The day after a “faulty switch” sent the entire BBC website empire off air for an hour, a shouty row has broken out between the corporation and Siemens, its IT contractor.
The BBC News site originally ran an article last night quoting an internal email from from Siemens, and paraphrasing the cause of the crash as, “they turned it off and back on again.”
The email sent by Siemens to BBC staff said:
Cause of issue: Faulty Switch … Services Impacted: Everything.
Siemens network engineers remotely powered down equipment at a second Internet connection at Telehouse Docklands. This got things back up and running again.
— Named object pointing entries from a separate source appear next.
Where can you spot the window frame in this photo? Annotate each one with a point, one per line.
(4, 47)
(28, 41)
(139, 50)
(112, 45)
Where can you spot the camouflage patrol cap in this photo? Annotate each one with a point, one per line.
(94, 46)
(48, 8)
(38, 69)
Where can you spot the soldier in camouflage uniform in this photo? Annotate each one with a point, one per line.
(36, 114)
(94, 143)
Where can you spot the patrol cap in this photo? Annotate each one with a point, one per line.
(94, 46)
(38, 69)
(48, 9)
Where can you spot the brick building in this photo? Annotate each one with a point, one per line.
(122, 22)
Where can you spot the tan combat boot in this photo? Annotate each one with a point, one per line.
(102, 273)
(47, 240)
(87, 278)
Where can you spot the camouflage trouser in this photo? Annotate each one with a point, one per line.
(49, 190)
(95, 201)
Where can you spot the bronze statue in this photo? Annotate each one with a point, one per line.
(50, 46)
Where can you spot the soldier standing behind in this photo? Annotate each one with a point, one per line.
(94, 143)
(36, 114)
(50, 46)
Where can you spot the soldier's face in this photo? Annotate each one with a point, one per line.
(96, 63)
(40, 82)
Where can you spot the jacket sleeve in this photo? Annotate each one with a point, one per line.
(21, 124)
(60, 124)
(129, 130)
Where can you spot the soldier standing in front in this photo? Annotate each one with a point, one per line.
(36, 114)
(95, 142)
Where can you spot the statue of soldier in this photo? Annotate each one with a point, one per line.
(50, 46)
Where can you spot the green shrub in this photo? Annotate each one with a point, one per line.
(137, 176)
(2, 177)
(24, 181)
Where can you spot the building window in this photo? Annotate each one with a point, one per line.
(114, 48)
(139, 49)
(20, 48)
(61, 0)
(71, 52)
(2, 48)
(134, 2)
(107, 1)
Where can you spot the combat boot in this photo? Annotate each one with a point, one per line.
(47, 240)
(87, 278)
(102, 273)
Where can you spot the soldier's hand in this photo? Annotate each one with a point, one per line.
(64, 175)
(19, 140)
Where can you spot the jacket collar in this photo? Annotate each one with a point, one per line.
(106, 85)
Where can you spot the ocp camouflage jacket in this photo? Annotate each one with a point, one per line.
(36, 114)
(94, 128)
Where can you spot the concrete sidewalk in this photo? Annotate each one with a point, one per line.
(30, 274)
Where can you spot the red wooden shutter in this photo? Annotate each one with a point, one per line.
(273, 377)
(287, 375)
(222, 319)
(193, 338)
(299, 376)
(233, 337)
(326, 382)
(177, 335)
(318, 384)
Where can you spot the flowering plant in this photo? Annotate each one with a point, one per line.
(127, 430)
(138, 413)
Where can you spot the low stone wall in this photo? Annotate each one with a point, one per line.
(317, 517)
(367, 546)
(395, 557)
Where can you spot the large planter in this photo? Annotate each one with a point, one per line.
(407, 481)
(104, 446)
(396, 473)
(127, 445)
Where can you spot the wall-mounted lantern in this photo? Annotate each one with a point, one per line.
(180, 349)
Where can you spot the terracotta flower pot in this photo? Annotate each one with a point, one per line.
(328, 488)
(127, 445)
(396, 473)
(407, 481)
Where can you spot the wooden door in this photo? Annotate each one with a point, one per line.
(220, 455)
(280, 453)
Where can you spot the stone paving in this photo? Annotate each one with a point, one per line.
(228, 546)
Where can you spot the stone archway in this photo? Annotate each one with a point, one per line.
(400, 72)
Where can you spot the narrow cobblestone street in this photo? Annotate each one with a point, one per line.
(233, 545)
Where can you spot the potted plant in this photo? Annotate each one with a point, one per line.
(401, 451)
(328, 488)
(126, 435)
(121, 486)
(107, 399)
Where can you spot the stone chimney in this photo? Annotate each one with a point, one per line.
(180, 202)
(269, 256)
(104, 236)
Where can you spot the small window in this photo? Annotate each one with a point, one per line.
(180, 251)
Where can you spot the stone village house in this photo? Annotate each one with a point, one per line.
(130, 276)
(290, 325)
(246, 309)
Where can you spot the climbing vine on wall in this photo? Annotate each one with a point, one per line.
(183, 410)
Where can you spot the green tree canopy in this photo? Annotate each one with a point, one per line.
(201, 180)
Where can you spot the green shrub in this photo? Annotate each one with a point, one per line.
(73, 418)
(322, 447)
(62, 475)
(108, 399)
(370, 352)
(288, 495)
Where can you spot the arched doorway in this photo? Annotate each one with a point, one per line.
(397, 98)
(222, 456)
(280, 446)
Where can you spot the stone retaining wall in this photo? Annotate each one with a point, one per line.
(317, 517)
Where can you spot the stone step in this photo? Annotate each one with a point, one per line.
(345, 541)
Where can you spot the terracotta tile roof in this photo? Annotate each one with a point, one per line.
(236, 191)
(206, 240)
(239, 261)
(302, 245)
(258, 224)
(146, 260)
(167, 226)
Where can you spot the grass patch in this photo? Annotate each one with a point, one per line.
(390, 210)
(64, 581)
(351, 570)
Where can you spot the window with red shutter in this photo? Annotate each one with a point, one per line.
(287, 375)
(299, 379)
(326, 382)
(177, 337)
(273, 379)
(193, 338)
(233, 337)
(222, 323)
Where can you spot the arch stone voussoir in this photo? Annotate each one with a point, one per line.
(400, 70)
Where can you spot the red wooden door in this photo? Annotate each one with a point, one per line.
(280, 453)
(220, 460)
They then isolated the core router in Telehouse Docklands, and restored power to it. Once power was restored and the router was running in a satisfactory way, they reconnected to the internet and BBC networks in a controlled manner. Further investigations are ongoing to identify the root cause of this fault.
The Guardian reports that Siemens executives went ballistic when they saw the BBC’s article, prompting a hasty rewritting to remove all references to Siemens.
So did a Siemens engineer trip over the wire? Given the BBC’s penchant for keeping schtum about their downtimes, I guess we’ll never know.
Elsewhere, the BBC’s Richard Cooper went on to explain the outage:
As many of you will have noticed (and reported on Twitter) the whole of BBC Online was down last night for an hour from 22:40 due to a major network incident. We would like to apologise to everyone that was unable to access BBC Online during this outage.
Our systems are designed to be sufficiently resilient (multiple systems, and multiple data centres) to make an outage like this extremely unlikely. However, I’m afraid that last night we suffered multiple failures, with the result that the whole site went down. Enough of the systems were restored to bring BBC Online pretty well back to normal by 23:45, and we were fully resilient again by 04:00 this morning.
For the more technically minded, this was a failure in the systems that perform two functions. The first is the aggregation of network traffic from the BBC’s hosting centres to the internet. The second is the announcement of ‘routes’ onto the internet that allows BBC Online to be ‘found.’ With both of these having failed, we really were down!
We’ll be taking a very hard look at what we need to do to make sure that this doesn’t happen again.